What I haven't seen out of the Dart project, so far, is a description of what performance targets they're trying to meet, why they think that no set Javascript extensions (e.g., the "freeze" proposals for Harmony) would suffice to meet those targets, and why they think that any of this is relevant to people whose needs _are_ adequately met by Javascript as it stands.

1 comments

So your justification for Dart being unnecessary is that the Javascript interpreter built by the people who are building Dart is really fast (for a Javascript engine)?

Don't you think that building V8 (the engine inside Node) may have given them some very good insight into the upper bounds of Javascript performance and insight into ways to fix them?

If v8 is fast enough for anything that I might want to do with it, further performance improvements (as opposed to other changes) are not going to be really high on my wish list. That's why the performance case doesn't work for me.

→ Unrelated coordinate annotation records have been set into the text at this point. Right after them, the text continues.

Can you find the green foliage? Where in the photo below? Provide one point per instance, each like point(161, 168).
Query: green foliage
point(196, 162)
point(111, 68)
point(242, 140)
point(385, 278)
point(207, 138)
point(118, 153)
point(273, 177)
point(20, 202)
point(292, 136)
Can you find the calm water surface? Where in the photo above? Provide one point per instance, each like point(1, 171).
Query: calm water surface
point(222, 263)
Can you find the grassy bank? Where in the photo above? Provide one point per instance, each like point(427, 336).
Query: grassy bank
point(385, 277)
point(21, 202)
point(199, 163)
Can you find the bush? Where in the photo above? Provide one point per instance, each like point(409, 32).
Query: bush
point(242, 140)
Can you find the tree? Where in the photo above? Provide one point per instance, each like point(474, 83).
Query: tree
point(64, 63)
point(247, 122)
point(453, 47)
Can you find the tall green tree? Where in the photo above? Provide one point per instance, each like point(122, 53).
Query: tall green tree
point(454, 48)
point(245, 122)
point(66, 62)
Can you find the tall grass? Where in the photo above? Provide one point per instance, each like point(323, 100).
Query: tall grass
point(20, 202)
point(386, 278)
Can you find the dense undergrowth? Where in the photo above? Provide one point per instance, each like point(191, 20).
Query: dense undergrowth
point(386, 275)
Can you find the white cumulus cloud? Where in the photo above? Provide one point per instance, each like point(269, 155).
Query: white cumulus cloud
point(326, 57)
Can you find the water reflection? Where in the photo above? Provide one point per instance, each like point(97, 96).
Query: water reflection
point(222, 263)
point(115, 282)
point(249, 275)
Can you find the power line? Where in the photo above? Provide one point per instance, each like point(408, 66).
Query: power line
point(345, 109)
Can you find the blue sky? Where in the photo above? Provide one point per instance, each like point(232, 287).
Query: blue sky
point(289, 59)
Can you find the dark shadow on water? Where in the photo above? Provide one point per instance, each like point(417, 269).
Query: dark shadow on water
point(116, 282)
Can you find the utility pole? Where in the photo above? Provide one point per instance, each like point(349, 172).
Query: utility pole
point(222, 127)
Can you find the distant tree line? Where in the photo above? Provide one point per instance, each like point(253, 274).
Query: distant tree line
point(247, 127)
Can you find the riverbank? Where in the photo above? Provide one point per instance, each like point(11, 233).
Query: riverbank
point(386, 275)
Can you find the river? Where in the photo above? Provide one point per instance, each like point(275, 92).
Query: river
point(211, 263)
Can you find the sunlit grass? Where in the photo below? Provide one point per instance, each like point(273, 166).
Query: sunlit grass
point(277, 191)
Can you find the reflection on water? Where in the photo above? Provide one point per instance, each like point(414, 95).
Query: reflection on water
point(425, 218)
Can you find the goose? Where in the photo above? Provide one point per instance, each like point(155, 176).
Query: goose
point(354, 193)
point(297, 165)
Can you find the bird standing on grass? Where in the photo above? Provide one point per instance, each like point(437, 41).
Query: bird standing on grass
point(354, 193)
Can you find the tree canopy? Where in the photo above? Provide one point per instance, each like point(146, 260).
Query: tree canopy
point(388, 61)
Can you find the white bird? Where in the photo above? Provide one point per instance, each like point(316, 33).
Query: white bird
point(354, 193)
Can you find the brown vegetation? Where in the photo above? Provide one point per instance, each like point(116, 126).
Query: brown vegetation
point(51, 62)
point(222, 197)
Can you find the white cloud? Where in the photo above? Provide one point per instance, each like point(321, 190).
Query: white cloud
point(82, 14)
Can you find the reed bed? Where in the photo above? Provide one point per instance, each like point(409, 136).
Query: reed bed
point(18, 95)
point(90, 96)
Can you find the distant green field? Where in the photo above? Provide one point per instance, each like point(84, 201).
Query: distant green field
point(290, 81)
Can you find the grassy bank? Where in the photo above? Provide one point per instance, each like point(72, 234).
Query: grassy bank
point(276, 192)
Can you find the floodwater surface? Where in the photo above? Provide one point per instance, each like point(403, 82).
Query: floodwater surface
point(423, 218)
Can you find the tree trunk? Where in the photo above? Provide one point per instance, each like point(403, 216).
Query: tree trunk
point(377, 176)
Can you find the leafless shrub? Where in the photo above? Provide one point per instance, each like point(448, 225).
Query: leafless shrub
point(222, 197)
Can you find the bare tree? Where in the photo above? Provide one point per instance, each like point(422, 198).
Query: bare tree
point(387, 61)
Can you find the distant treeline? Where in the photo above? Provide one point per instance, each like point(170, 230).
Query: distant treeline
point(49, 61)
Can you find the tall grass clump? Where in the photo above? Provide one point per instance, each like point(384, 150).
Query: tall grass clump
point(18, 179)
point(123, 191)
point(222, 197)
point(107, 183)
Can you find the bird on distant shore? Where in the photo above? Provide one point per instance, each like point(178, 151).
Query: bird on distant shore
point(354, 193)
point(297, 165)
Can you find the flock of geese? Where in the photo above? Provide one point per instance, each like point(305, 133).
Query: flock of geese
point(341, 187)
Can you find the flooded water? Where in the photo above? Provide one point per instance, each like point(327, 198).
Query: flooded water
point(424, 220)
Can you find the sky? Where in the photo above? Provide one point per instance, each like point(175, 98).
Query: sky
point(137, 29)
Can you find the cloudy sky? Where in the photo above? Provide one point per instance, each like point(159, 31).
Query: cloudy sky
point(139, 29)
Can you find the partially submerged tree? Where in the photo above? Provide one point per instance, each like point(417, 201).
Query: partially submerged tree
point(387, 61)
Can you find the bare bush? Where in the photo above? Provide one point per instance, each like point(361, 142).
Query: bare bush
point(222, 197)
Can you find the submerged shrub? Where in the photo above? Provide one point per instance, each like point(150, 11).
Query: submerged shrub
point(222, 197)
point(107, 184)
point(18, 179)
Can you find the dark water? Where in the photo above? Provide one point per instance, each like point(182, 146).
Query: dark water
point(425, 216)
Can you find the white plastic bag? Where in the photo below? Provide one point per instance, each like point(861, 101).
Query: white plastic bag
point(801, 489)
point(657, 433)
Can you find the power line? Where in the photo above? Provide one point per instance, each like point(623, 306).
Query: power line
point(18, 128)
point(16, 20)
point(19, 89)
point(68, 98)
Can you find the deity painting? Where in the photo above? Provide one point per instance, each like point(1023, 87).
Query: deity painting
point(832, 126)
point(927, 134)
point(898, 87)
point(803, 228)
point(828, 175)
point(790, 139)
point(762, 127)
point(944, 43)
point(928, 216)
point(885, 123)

Other people might have different tradeoffs, of course. Which is fine. But nothing I've seen the Dart crew say yet explains in plain English who those people might be, and why the particular set of tradeoffs in Dart is better for them than either v8 or, say, some other language reduced to strongly typed bytecode for PNaCl.

They haven't reached them, that much is obvious since Lua is every bit as dynamic as Javascript and LuaJIT is orders of magnitude faster than V8.
The other browser vendors have built fast JavaScript engines as well, and they seem to think that Dart is unnecessary.